When he came over, Bobby plopped down next to Lila and watched her play Minecraft. For hours. Then they had lunch, and watched Youtube videos of other people building treehouses and chicken farms. Eventually Bobby built a little house to show his Mom – but mostly he was happy being an avid spectator: watching, learning, and absorbing the rules of play.
Minecraft doesn’t have onboarding, missions or built-in help – so kids learn from each other and from the exploding online universe of Minecraft videos, wikis, fan pages, and forums. Would Bobby have requested an instructional playdate if Minecraft had spoon-fed missions and a slick built-in tutorial? Probably not – he’s a shy kid, and likely would have stayed home and learned by himself.
When it comes to social engagement and UX, sometimes less is more.
Lila has a social introduction to Minecraft too – she watched her brother play for hours, watched lots of Youtube videos, then one day sat down and confidently built her first house. She made lots of mistakes — but in Minecraft, mistakes are visible and easily corrected, so players feel comfortable learning by doing.

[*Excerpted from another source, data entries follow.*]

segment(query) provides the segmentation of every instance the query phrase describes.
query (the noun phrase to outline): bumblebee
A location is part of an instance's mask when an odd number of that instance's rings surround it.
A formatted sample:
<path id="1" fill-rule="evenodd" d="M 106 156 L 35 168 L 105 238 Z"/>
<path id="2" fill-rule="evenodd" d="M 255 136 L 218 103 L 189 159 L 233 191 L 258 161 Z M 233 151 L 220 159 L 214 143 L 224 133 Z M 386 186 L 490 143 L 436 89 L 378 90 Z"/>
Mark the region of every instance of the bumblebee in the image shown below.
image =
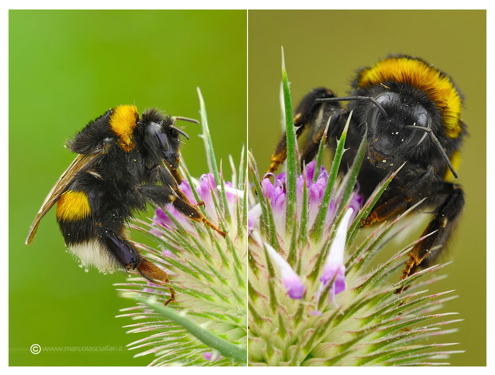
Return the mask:
<path id="1" fill-rule="evenodd" d="M 173 204 L 192 220 L 203 222 L 225 237 L 177 186 L 180 174 L 178 120 L 151 109 L 140 118 L 133 105 L 109 109 L 67 142 L 78 155 L 45 200 L 29 230 L 33 241 L 40 220 L 56 203 L 56 219 L 65 245 L 84 266 L 100 271 L 119 269 L 159 284 L 168 275 L 142 255 L 125 228 L 137 210 L 150 202 Z M 180 181 L 178 181 L 180 183 Z M 170 298 L 175 300 L 169 287 Z"/>
<path id="2" fill-rule="evenodd" d="M 428 266 L 441 252 L 456 225 L 464 204 L 457 178 L 459 150 L 466 134 L 461 120 L 462 96 L 452 80 L 421 59 L 392 56 L 370 68 L 358 71 L 349 96 L 337 97 L 320 87 L 306 95 L 294 116 L 297 136 L 306 127 L 309 140 L 301 151 L 307 164 L 317 152 L 330 118 L 327 143 L 335 149 L 336 137 L 342 132 L 353 111 L 347 147 L 341 164 L 345 172 L 351 165 L 361 140 L 366 134 L 366 160 L 359 170 L 360 193 L 367 200 L 377 185 L 404 162 L 362 225 L 368 226 L 398 215 L 423 198 L 417 209 L 433 208 L 422 235 L 433 233 L 409 253 L 401 280 Z M 346 106 L 340 102 L 348 101 Z M 271 158 L 269 171 L 286 157 L 284 134 Z M 395 292 L 400 293 L 402 287 Z"/>

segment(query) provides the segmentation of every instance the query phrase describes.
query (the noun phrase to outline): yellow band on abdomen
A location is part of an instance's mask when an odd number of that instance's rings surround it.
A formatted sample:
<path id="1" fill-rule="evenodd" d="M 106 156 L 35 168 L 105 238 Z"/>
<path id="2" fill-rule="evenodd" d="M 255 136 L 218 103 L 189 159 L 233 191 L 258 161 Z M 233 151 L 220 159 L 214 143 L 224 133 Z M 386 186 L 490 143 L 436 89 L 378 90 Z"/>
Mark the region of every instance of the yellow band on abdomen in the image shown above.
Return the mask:
<path id="1" fill-rule="evenodd" d="M 68 190 L 57 202 L 57 220 L 73 221 L 87 217 L 91 213 L 88 195 L 84 191 Z"/>

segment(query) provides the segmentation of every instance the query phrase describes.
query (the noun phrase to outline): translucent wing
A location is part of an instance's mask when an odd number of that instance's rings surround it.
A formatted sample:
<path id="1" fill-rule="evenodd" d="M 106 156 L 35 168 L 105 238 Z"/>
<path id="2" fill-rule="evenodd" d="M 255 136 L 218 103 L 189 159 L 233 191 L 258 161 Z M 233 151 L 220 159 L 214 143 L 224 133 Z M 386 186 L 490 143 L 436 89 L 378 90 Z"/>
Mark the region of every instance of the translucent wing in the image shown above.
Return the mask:
<path id="1" fill-rule="evenodd" d="M 29 228 L 29 233 L 28 233 L 28 236 L 26 239 L 26 245 L 30 245 L 33 242 L 35 236 L 36 235 L 36 231 L 38 230 L 40 220 L 47 212 L 50 210 L 50 208 L 58 200 L 58 198 L 63 192 L 65 187 L 72 180 L 72 178 L 76 173 L 80 170 L 84 170 L 89 167 L 96 158 L 105 154 L 107 148 L 107 147 L 105 146 L 102 148 L 97 149 L 89 155 L 80 154 L 76 157 L 76 159 L 71 163 L 65 171 L 62 173 L 62 175 L 58 178 L 58 181 L 51 188 L 50 192 L 47 196 L 47 198 L 45 198 L 45 202 L 43 202 L 36 217 L 34 218 L 34 221 L 33 221 L 31 228 Z"/>

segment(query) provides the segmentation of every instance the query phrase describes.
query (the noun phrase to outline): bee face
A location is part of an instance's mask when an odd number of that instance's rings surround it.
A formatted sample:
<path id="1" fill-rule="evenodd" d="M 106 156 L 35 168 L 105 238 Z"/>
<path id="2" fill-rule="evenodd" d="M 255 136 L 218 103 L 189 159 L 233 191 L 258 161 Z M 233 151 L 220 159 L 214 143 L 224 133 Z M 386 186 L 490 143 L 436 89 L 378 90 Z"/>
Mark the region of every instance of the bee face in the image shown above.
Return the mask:
<path id="1" fill-rule="evenodd" d="M 376 98 L 384 111 L 373 104 L 368 107 L 368 157 L 373 165 L 385 168 L 407 160 L 408 154 L 421 146 L 426 133 L 406 127 L 431 128 L 431 116 L 409 95 L 387 91 Z"/>
<path id="2" fill-rule="evenodd" d="M 154 109 L 143 113 L 138 131 L 148 164 L 165 160 L 174 168 L 178 167 L 180 133 L 173 122 L 172 118 Z"/>

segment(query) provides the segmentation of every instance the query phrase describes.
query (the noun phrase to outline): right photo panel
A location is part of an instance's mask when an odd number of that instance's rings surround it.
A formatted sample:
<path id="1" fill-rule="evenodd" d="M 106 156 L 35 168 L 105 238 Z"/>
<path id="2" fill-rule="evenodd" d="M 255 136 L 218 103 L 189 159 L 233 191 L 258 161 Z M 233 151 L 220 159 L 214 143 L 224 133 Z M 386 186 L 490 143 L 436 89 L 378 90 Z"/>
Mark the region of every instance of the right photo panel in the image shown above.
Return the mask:
<path id="1" fill-rule="evenodd" d="M 486 365 L 486 11 L 248 12 L 248 363 Z"/>

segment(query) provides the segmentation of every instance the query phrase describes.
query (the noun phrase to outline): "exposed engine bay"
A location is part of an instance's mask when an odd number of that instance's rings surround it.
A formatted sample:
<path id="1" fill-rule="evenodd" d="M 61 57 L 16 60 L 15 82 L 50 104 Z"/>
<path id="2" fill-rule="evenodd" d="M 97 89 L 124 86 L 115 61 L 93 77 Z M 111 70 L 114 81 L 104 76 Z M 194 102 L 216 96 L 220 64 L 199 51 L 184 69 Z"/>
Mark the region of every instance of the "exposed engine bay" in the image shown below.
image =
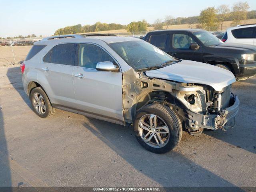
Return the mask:
<path id="1" fill-rule="evenodd" d="M 204 128 L 225 130 L 234 125 L 238 109 L 239 101 L 231 93 L 231 85 L 216 91 L 208 85 L 150 78 L 129 70 L 123 74 L 124 121 L 132 123 L 137 111 L 158 103 L 175 112 L 191 134 L 201 133 Z"/>

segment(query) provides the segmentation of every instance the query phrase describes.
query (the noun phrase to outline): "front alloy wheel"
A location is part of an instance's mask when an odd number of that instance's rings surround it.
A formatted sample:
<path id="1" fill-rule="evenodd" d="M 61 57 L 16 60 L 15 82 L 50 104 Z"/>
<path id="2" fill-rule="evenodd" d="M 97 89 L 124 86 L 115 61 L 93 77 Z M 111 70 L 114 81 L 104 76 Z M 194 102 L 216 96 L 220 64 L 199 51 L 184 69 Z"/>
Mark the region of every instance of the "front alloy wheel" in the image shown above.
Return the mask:
<path id="1" fill-rule="evenodd" d="M 161 148 L 166 144 L 170 138 L 166 123 L 153 114 L 146 114 L 140 119 L 139 133 L 144 142 L 149 146 Z"/>
<path id="2" fill-rule="evenodd" d="M 180 119 L 169 108 L 160 104 L 151 104 L 140 109 L 136 113 L 133 126 L 139 143 L 154 153 L 170 151 L 181 139 Z"/>

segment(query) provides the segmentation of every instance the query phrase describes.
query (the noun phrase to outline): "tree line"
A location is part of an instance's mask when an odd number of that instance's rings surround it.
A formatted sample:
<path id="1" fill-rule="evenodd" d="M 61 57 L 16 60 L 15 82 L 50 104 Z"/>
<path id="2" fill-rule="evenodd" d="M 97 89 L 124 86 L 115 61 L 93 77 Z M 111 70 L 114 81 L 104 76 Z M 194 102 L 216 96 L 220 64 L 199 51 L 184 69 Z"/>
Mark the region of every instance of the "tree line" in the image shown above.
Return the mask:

Part of what games so compelling is this learning –> practicing –> mastering experience arc that stimulates social play. Lila started as a student — then transformed into a teacher once she’d learned the ropes from her brother. It’s fun and rewarding to go through this transformation – and learning something together is a socially bonding and satisfying experience.
If you’re trying to drive social engagement in your game, app or service, ask yourself: What are your customers learning over time? How can they share that info with others – both inside and outside your product? What actions transform a customer from student to teacher? And to bring it back to minimalism: what can you LEAVE OUT of your UX or product that would stimulate this social learning process?